Publishing is a business. Depending on your perspective that sounds bloody obvious, bloody cold, or bloody immoral. If you write in the hopes of one day being published AND monetarily compensated for it, then it’s all of them. If you accept this premise then you should also take this on board – you are both writer and businessperson. That means it’s incumbent upon you to learn enough of how this business works so that you can make informed decisions. If, on the other hand, you find writing for money unpalatable, then you probably aren’t reading this so I’ll carry on.
I remember a time in the not-too-distant past when I didn’t have a clue how any of this worked. That was last Tuesday.

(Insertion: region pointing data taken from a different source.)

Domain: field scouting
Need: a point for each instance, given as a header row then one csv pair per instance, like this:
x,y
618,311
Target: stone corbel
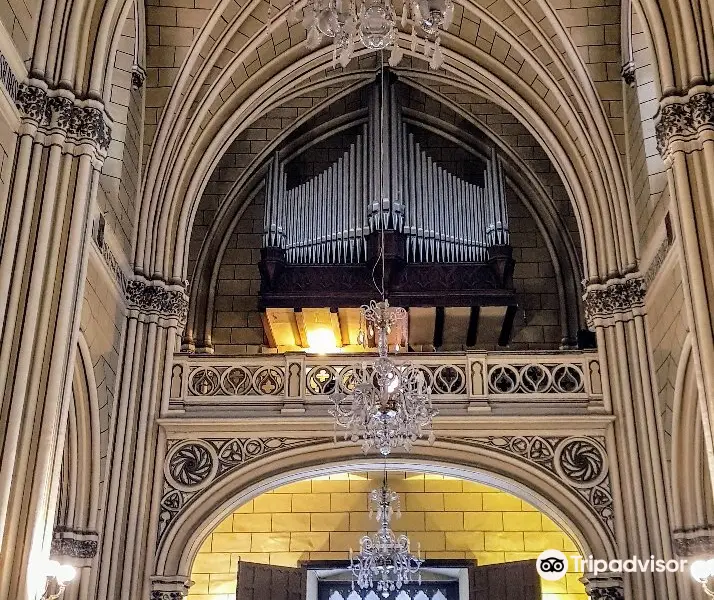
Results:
x,y
74,546
172,587
616,300
684,122
604,586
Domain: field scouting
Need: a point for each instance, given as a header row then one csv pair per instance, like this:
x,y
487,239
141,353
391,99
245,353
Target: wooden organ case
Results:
x,y
446,240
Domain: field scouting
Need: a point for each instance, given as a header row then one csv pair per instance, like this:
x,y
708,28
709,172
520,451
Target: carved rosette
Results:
x,y
156,300
579,462
604,586
53,112
694,542
618,299
684,121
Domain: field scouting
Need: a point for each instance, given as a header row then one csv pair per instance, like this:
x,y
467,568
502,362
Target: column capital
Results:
x,y
615,300
156,300
685,121
169,587
604,586
82,126
694,542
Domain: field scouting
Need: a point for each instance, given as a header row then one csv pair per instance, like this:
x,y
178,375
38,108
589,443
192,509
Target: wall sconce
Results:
x,y
703,572
58,576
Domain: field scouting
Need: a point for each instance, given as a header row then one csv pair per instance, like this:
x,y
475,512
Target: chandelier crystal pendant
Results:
x,y
385,561
390,404
373,23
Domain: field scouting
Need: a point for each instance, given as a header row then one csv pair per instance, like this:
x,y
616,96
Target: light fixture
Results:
x,y
389,405
58,576
385,561
373,23
703,571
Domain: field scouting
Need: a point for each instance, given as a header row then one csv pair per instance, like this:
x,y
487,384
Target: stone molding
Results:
x,y
57,112
193,466
683,121
617,299
74,543
604,586
694,541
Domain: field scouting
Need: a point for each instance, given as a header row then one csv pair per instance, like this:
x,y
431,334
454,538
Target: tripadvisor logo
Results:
x,y
552,565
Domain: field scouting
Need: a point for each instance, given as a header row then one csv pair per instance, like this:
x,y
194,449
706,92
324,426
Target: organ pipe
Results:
x,y
326,219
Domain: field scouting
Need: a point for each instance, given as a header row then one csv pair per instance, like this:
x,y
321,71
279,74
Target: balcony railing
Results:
x,y
465,382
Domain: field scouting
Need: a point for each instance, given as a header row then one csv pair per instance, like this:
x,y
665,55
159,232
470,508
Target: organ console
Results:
x,y
443,236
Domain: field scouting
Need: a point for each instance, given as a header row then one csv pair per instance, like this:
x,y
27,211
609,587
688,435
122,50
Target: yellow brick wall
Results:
x,y
323,518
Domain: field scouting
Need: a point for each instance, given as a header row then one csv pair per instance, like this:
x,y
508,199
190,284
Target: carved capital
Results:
x,y
684,121
613,300
169,587
604,586
74,545
628,73
59,113
157,300
694,542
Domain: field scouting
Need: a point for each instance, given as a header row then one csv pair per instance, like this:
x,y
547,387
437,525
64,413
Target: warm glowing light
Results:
x,y
321,340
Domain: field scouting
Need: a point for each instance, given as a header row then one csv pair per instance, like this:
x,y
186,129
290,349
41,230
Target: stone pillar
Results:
x,y
615,310
685,139
156,313
604,586
62,143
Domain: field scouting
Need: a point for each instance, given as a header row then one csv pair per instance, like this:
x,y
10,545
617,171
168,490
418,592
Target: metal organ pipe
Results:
x,y
327,218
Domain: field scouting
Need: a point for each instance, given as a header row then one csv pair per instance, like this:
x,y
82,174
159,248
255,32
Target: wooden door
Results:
x,y
506,581
268,582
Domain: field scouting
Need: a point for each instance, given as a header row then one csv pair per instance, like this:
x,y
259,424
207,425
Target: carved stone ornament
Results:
x,y
683,119
604,586
157,299
580,463
58,111
73,543
616,297
628,74
694,541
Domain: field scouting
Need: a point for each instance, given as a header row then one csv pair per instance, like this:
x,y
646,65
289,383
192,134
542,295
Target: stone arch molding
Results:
x,y
205,479
566,117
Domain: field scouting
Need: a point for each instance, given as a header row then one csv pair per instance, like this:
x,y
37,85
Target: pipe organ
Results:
x,y
437,234
328,218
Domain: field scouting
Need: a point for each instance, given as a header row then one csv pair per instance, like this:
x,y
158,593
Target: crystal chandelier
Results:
x,y
390,405
385,561
373,23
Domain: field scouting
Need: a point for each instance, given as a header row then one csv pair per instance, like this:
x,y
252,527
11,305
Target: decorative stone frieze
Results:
x,y
628,73
604,586
59,112
694,541
657,262
193,466
157,300
75,546
684,121
617,299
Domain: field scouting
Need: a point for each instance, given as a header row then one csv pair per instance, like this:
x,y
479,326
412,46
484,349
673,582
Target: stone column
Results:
x,y
615,310
62,142
156,313
604,586
685,139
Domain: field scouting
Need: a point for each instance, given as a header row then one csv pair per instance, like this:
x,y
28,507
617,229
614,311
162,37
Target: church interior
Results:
x,y
356,299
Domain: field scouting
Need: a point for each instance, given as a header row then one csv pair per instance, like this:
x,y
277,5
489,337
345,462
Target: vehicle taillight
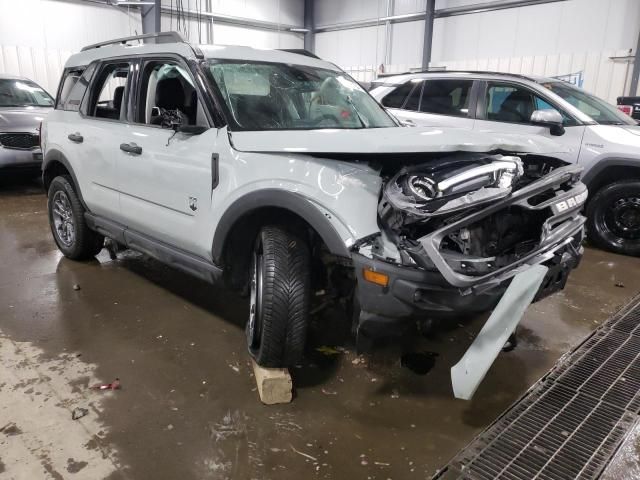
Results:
x,y
628,109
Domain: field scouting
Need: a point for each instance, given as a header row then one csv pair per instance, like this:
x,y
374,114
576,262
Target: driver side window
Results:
x,y
168,96
509,103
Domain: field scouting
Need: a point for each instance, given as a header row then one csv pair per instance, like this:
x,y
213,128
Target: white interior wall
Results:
x,y
37,36
550,39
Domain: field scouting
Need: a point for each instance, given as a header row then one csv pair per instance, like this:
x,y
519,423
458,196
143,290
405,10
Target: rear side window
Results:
x,y
74,86
396,98
447,97
107,94
168,93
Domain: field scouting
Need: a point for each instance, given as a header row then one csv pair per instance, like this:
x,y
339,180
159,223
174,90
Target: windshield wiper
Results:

I’m no Maxwell Perkins (and if you don’t know who he is then Google him and learn about one of the greats in the publishing world,) but I’m muddling by. One of the reasons for that is because I have the help and support of a lot of friends and colleagues who know infinitely more about this than I do, and I know just enough to know when to ask for their help. I’ve done that now, and the results will be showing up in this blog in the near future. Guest bloggers (writers, editors, sales people and more) will be dropping by to offer their insight into the business. I thought I could do this on my own, but as I started to make a list of my best advice I noticed a lot of it had to do with knowing where all the exits are and always having tupperware on hand in case there’s leftover food in a conference room. Sage, to be sure, but perhaps not the most salient. I’m hoping my future guests will have more to offer.
Publishing is a business, but it’s an amazing business, and there’s no good reason you can’t succeed in it, and a lot of bad reasons why you might not. If nothing else, this blog will aim to illuminate the good from the bad.
PS Simply knowing where the exits are isn’t enough. Check the doors and windows to see that they actually open before pandemonium breaks out. Trust, but verify.